Under our Dividend Reinvestment and Common Stock Purchase Plan (the “Plan”), our Unit Program continues with an extended Unit Option period, but otherwise the same Unit Program features, conditions and terms in the Prospectus Supplement and Amendment No. 2 apply.  We are offering under our Unit Program that began on February 2, 2015 under Amendment No. 3 to the Prospectus an extension of the Unit Option that is being extended from the current termination date of December 31, 2015 to a termination date of March 31, 2016. The Unit Option to purchase Units of our securities where each Unit (priced at $4.00) is comprised of one (1) share of Common Stock and three (3) Common Stock purchase warrants.

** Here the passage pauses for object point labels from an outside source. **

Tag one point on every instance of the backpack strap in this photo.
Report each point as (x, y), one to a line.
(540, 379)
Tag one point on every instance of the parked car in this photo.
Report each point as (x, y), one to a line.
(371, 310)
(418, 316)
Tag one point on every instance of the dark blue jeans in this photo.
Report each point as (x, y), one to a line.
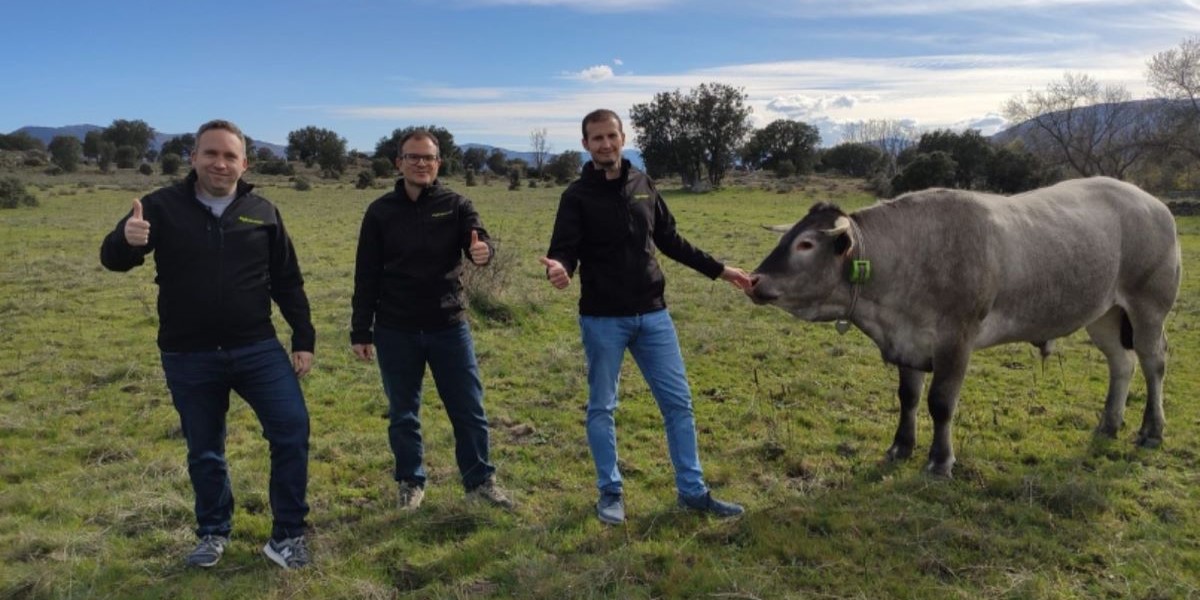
(450, 354)
(262, 375)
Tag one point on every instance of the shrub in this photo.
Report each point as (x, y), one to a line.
(275, 168)
(383, 167)
(169, 163)
(13, 193)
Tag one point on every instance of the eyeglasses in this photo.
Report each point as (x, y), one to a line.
(417, 159)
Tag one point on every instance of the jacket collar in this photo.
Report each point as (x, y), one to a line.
(591, 173)
(192, 178)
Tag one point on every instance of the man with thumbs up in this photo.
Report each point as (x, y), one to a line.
(221, 256)
(610, 225)
(408, 305)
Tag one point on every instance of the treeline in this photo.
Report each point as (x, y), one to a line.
(1074, 127)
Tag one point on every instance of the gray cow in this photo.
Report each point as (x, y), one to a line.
(934, 275)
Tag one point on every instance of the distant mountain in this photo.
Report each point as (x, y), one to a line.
(628, 153)
(47, 133)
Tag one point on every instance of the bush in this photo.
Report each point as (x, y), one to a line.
(275, 167)
(13, 193)
(169, 163)
(383, 167)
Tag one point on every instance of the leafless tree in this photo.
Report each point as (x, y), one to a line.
(891, 136)
(1084, 126)
(1175, 76)
(540, 149)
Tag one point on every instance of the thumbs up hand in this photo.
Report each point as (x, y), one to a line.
(137, 229)
(556, 273)
(480, 252)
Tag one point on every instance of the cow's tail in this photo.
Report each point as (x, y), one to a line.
(1126, 330)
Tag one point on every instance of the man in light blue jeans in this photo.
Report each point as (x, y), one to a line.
(609, 225)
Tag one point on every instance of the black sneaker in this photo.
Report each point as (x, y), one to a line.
(711, 505)
(611, 508)
(208, 552)
(289, 553)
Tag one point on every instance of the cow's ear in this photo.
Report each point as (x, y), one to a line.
(843, 244)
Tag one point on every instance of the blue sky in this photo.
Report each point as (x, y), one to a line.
(492, 71)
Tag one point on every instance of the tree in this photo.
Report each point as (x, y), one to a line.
(783, 139)
(1079, 124)
(497, 162)
(934, 169)
(565, 166)
(135, 135)
(451, 156)
(474, 159)
(971, 153)
(169, 163)
(66, 151)
(540, 148)
(1175, 76)
(316, 145)
(852, 159)
(693, 135)
(179, 145)
(891, 136)
(91, 142)
(1012, 171)
(107, 155)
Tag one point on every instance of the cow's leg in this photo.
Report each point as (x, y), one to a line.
(1150, 343)
(1105, 334)
(949, 369)
(911, 383)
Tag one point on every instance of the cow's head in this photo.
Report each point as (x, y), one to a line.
(808, 265)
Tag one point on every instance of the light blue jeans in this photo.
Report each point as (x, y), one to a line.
(652, 340)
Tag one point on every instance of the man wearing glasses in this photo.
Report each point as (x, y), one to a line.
(408, 304)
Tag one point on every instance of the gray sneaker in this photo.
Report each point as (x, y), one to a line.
(611, 508)
(491, 493)
(289, 553)
(411, 496)
(208, 552)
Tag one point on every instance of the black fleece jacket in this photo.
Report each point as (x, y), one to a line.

Each warrant affords the investor or stockholder the opportunity to purchase one share of our Common Stock at a warrant exercise price of $1.00. Each of the three warrants per Unit will have different expiration dates that have been extended.

 

We have filed an application with NASDAQ to list the three warrants on the NASDAQ Global Market under the symbols “ZNWAB,” “ZNWAC,” and “ZNWAD;” however, no assurance can be provided that the warrants will be approved for listing on the NASDAQ Global Market.

 

All of the warrants will first become exercisable and tradable on May 2, 2016, which is the first trading day after the 31st day following the new Unit Option Termination Date (i.e., on March 31, 2016) and continue to be exercisable through May 2, 2017 for ZNWAB (1 year), May 2, 2018 for ZNWAC (2 years) and May 2, 2019 for ZNWAD (3 years), respectively, at a per share exercise price of $1.00. The Unit is priced at $4.00 and no change will be made to the warrant exercise price of $1.00 per share.

 

Accordingly, all references in the Original Prospectus Supplement and Amendment Nos. 1, 3, 4 and 5, concerning the Unit Options are hereby deleted and replaced with the extended Unit Option as described above. Except for the substitution of the extended Unit Option above, all other features, conditions and terms of the Plan remain unchanged.

 

The date of this Amendment No. 6 to Prospectus Supplement is December 28, 2015.